Consider some of the red flag characteristics of consumers who sought financial counseling from an NFCC member agency in 2013:
►The number one reason to seek counseling was “poor money management,” eclipsing “reduced income” which had held the top spot since 2009. Why a red flag: An improving economy may put more money in people’s pockets, but if not managed properly, it can still result in financial distress.
►The age of the majority of consumers was fairly evenly divided between 25-54, with young adults in the 25-34 age group leading the way (24 percent), followed by the 35-44 range (23 percent), and the 45-54 group (21 percent). Why a red flag: Financial problems can occur at any stage in a person’s adult life which, if left unaddressed, can begin a negative spiral from which it can be difficult to recover.

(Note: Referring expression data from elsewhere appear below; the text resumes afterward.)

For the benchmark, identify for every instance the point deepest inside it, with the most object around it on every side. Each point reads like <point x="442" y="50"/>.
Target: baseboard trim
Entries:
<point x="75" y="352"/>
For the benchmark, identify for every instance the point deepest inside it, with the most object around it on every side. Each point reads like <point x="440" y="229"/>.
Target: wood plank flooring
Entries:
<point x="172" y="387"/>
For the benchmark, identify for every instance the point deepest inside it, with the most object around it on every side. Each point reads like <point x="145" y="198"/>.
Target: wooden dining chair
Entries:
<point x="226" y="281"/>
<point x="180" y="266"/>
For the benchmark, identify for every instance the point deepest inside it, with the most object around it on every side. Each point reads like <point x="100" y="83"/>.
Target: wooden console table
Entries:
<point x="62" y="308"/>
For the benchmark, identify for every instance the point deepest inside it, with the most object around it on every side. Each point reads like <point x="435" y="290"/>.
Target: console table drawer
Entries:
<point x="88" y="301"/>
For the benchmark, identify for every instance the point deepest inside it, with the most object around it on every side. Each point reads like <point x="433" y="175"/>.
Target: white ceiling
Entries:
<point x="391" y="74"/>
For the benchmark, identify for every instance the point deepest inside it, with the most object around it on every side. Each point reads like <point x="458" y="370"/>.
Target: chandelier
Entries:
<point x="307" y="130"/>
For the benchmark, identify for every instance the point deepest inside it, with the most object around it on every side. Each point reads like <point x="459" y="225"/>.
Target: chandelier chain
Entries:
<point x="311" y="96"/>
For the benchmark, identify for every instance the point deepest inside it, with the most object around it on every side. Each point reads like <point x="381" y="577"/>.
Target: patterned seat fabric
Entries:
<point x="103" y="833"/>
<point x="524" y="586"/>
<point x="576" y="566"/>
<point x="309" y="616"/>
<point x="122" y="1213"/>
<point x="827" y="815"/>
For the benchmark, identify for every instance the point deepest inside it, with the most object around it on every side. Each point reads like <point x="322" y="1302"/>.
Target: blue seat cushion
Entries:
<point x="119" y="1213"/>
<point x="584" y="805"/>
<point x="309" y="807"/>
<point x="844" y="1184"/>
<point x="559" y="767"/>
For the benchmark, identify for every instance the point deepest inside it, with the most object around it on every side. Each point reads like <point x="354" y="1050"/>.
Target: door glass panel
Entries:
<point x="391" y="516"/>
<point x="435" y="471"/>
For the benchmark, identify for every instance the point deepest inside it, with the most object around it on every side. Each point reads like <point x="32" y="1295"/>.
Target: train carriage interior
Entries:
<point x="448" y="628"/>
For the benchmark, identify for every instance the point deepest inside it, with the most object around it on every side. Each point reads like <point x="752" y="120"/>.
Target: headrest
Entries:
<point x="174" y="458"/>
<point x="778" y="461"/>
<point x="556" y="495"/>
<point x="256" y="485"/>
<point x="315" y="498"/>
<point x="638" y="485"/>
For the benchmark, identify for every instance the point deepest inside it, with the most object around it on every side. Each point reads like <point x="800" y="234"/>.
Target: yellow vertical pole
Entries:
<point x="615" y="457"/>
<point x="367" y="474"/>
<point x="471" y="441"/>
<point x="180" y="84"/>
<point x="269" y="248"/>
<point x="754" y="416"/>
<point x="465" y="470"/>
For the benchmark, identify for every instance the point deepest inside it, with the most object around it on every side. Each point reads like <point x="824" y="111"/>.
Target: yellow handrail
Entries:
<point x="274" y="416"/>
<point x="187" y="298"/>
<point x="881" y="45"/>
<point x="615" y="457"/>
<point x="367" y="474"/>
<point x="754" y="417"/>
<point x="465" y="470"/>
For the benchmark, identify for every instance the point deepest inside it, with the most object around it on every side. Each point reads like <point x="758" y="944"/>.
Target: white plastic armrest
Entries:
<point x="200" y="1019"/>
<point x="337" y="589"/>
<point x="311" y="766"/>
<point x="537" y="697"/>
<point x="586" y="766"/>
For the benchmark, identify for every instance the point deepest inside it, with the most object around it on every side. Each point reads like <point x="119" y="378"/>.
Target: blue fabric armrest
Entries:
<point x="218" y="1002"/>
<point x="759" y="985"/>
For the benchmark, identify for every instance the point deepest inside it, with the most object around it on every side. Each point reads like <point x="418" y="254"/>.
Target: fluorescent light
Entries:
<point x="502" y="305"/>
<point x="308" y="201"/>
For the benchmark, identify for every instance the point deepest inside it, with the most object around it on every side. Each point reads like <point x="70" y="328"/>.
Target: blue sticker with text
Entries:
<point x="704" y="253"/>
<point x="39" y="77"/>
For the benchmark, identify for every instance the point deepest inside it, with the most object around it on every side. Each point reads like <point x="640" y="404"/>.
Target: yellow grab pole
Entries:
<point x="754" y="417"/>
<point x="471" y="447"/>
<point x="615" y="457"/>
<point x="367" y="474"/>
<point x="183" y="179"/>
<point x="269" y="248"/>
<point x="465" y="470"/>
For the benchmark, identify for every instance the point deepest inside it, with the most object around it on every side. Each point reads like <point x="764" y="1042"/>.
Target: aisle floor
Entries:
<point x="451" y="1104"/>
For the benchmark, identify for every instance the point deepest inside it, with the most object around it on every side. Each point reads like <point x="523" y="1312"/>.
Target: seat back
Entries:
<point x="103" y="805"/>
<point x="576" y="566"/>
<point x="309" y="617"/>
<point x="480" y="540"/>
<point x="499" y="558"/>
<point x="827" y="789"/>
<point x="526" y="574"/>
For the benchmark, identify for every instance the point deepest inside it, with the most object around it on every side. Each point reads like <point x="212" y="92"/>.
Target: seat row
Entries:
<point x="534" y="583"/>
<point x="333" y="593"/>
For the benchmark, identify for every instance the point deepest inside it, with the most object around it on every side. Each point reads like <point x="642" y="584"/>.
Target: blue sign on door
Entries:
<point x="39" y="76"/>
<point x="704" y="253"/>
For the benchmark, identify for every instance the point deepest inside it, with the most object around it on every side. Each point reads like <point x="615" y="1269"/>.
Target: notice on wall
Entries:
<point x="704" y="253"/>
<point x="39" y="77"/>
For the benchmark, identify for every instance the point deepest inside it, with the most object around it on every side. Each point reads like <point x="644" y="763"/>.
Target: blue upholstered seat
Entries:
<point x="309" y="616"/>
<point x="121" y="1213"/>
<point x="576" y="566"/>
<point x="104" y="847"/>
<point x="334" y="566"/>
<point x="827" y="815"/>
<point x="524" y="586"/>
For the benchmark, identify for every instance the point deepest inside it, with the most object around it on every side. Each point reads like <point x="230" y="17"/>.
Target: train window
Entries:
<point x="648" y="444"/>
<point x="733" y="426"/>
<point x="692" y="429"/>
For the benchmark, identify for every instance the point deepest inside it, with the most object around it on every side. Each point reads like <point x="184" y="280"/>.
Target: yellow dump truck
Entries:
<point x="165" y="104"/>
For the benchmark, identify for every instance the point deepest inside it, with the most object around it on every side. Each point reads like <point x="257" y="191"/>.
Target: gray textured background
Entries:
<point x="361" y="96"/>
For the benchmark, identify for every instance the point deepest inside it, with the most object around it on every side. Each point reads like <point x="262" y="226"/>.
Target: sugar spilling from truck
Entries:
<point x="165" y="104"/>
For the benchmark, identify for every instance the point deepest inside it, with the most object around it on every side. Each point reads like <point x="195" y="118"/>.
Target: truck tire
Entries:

►The average household take-home income was $35,081, with an unsecured debt of $17,548, resulting in an unsecured debt to income ratio .50. Why a red flag: Owing too much relative to your income resulting in a high debt-to-income ratio not only makes it harder to meet all debt obligations, but can hinder future borrowing.
►Consumers seeking help carried an average of 5.7 credit cards. Why a red flag: The number of credit cards a person has is not as important as how they manage them. Whatever the number of cards, maxing out the lines of credit will likely harm a person’s credit score.
“Consumers are smart to contact a trusted organization for financial help,” said Cunningham. “However, the one mistake many of them have in common is that they wait too long to reach out for assistance. Delaying taking action allows the problem to escalate, often causing financial damage that could have been prevented.”